Although hemoglobin (Hb) is mainly present in the cytoplasm of erythrocytes (red blood cells), lower concentrations of pure, cell-free Hb are released permanently into the circulation due to an inherent intravascular hemolytic disruption of erythrocytes. Previously it was shown that the interaction of Hb with bacterial endotoxins (lipopolysaccharides, LPS) results in a significant increase of the biological activity of LPS. There is clear evidence that the enhancement of the biological activity of LPS by Hb is connected with a disaggregation of LPS. From these findings one questions whether the property to enhance the biological activity of endotoxin, in most cases proven by the ability to increase the cytokine (tumor-necrosis-factor-alpha, interleukins) production in human mononuclear cells, is restricted to bacterial endotoxin or is a more general principle in nature.
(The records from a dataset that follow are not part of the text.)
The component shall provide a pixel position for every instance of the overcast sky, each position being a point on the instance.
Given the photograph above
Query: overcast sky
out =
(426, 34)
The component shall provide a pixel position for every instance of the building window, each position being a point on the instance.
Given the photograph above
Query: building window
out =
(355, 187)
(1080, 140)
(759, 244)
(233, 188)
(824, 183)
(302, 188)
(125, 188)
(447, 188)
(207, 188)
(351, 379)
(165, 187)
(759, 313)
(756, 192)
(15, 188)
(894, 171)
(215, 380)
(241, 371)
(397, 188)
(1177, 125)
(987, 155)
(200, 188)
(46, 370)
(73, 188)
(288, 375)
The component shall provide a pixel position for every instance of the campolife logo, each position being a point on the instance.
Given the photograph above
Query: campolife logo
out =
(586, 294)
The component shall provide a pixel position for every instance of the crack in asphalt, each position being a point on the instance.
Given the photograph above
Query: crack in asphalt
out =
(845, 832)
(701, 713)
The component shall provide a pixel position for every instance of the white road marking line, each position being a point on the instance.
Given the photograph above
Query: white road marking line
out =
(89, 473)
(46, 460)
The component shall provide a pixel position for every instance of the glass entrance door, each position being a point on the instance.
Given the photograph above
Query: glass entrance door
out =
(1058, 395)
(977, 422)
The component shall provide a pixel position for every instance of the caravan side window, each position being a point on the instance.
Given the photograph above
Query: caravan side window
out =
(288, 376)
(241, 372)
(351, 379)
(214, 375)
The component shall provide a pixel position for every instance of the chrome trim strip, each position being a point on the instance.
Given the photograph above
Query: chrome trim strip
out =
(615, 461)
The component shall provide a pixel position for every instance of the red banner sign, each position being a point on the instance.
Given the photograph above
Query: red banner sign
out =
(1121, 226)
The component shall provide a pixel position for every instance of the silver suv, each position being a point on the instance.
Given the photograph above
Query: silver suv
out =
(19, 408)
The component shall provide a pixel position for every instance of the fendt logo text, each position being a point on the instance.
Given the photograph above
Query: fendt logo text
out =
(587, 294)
To elucidate this question, we investigated the interaction of various synthetic and natural virulence (pathogenicity) factors with hemoglobin of human or sheep origin. In addition to enterobacterial R-type LPS a synthetic bacterial lipopeptide and synthetic phospholipid-like structures mimicking the lipid A portion of LPS were analysed. Furthermore, we also tested endotoxically inactive LPS and lipid A compounds such as those from Chlamydia trachomatis. We found that the observations made for endotoxically active form of LPS can be generalized for the other synthetic and natural virulence factors: In every case, the cytokine-production induced by them is increased by the addition of Hb. This biological property of Hb is connected with its physical property to convert the aggregate structures of the virulence factors into one with cubic symmetry, accompanied with a considerable reduction of the size and number of the original aggregates.